Get into a festive frame of mind! Wear an outfit that feels just right, and add some sparkly earrings or a special hat. Listen to upbeat music and enlist friends to accompany you. There is no rule that we have to attend any gathering where we feel unsafe or where it is certain that there will be arguments or fighting. We can use our best judgment regarding situations that can potentially result in unsafe or risky outcomes.
Most of all, remember boundaries! We are not responsible for another person’s disappointments or moods.
THE EXPECTATION TRAP
No one’s family situation is perfect. We watch Hallmark movies or see Facebook posts and wonder why our families don’t emulate the ones we see on TV or on social media. Hallmark movies are complete fantasies for rainy weekend afternoons, and we all recognize that only the happy, shiny photos are shared on Facebook and Instagram.
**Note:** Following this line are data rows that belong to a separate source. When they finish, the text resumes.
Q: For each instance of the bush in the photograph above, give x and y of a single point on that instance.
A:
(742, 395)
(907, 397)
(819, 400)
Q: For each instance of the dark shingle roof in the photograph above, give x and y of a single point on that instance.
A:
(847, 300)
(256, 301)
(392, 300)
Resisting the temptation to compare ourselves or our families to those selected scenes on social media can help to put things into a proper perspective. Log off if feelings of frustration, sadness, or stress surface.
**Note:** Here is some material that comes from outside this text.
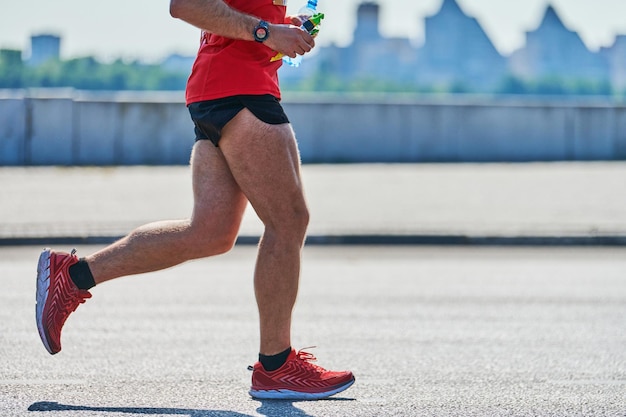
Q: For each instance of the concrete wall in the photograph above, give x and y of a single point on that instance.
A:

At the same time, try to realize that our own situations are not 100% awful either. Be conscious of what is positive in our family and social circles. Develop a perspective that embraces not judging or labeling people or situations. Be open to opportunities that might offer different perspectives than the ones held in the past. If we show up with expectations of doom and gloom, that’s what we’re going to get. Instead, let’s consider bringing our special joy and love of life to the gathering. Greet others, make conversation, and laugh. Show up with positivity and watch what happens!
Expectations come in many forms. We have expectations we force upon ourselves or expectations we allow others to place upon us. On TV once again this year is an advertisement in which a young man purchases two pick-up trucks, one for himself and one for his partner. To top it off, he’s standing outside of a beautiful home. How realistic is that scenario? Then we have the jewelry commercials. Sure, they are romantic and look just like Hallmark movies, and we feel all warm and fuzzy inside when we see them, but at the same time, many people feel hurt or upset because their partner failed to present a gift in the same storybook manner depicted in the advertisements. Similarly, advertisements distort the financial realities of many households. Realize what is realistic and what is not. Just because we see it on TV doesn’t make it real-and we know that. Be conscious of expectations and look at what we do have that brings happiness and love to our lives.